KINGSTON, R.I. – September 6, 2018 — University of Rhode Island researcher Hollie Putnam is leading a collaborative  $1.1 million, three-year investigation into how coral and other organisms dependent on coral reefs adapt and acclimate to environmental stress caused in large part by climate change.

Putnam, an assistant professor of biological sciences in the College of the Environment and Life Sciences, is working with Debashish Bhattacharya at Rutgers University and Arye Harel at the Agricultural Research Organization Volcani Center in Israel to examine Hawaiian corals. The grant is funded by the U.S. National Science Foundation and the Israeli Binational Science Foundation.

“Our research is focused on coral reefs’ and their holobionts’ responses to stress in the environment,” Putnam said.

Pocillopora acuta
Pocillopora acuta with active polyps. Photo by Madeleine Sherman.

The word holobiont describes the symbiotic relationships between such organisms as bacteria, algae and other animals and plants living in or on a coral. “Our goal is to understand how the organisms work together,” Putnam said. “We will subject different coral species to various stress tests to see how they react to increased ocean temperatures and the acidification that accompanies warming.”

The work, which began in June, is  located at the Hawaii Institute of Marine Biology in Kaneohe Bay in Hawaii, and thus far involves three URI students, undergraduate Madeleine Sherman, a marine biology major, and graduate students Emma Strand and Kevin Wong, new doctoral students in biological and environmental sciences in URI’s College of the Environment and Life Sciences.

Montipora capitata
Montipora capitata fragments put back on the reef to acclimate after being cut. Photo by Emma Strand.

“Between building our lab setup from various parts, to learning how to sample corals, I have been able to apply what I have learned so far as an undergraduate to real research with Dr. Putnam,” Sherman said.

She said Putnam’s research is crucial considering the state of climate change and coral’s ability to adapt.

“I am grateful for the opportunity to work on such an important project with an incredibly inspiring mentor,” explained the Honolulu, Hawaii resident.

“My goal has always been to make an impact on ocean conservation, education, and awareness, and being able to work under Dr. Putnam is helping me fulfill this. I am hoping once the publications are available, people become more aware of what is going on beneath the surface, and become mindful of themselves as well as the choices that they make that have an impact on the environment, especially the ocean,” Sherman said.

The team will examine coral sensitive to environmental changes and those that are resistant to see the stress response toolkit corals use  to survive.

“Acclimatization could change the makeup of the holobiont community and the response coral as well, and we will be able to detect and measure those changes,” Putnam said. “At the holobiont level, we may see new organisms as a result of their response to climate change, and this could have a cascading effect on the coral.”

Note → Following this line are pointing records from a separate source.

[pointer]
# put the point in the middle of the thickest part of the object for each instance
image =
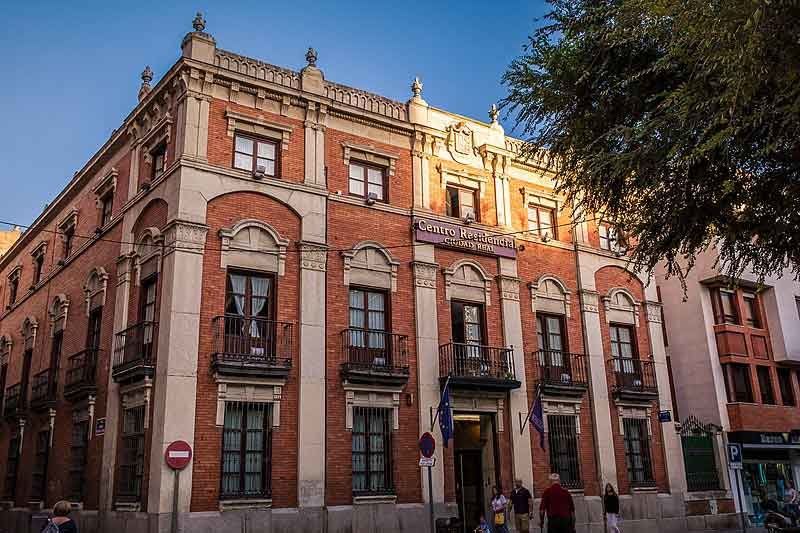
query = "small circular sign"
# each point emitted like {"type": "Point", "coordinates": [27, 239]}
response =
{"type": "Point", "coordinates": [427, 445]}
{"type": "Point", "coordinates": [178, 455]}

One of Putnam’s research colleagues, Debashish Bhattacharya, distinguished professor in Rutgers’ Department of Biochemistry and Microbiology and Department of Ecology, Evolution and Natural Resources, will play a critical role in the study as he examines the big data and bioinformatics from the study.

“Working with Hollie and Arye, we will construct a sophisticated model of the genetic toolkit that corals use to respond to abiotic stress, mimicking conditions that are expected in the coming years due to warming, acidifying oceans,” Bhattacharya said.

The Israeli member of the team is Arye (Arik) Harel, a quantitative biologist at the Volcani Center who focuses on biotic stress research and will apply sophisticated network analysis to look at the interactions of the holobiont partners.

Such work is important, Putnam said, because reefs around the world are threatened by warming, acidification, and other human caused stressors. With an estimated value in the billions of dollars and incalculable cultural and biodiversity impact, it is critical we understand and protect these amazing coral reef systems.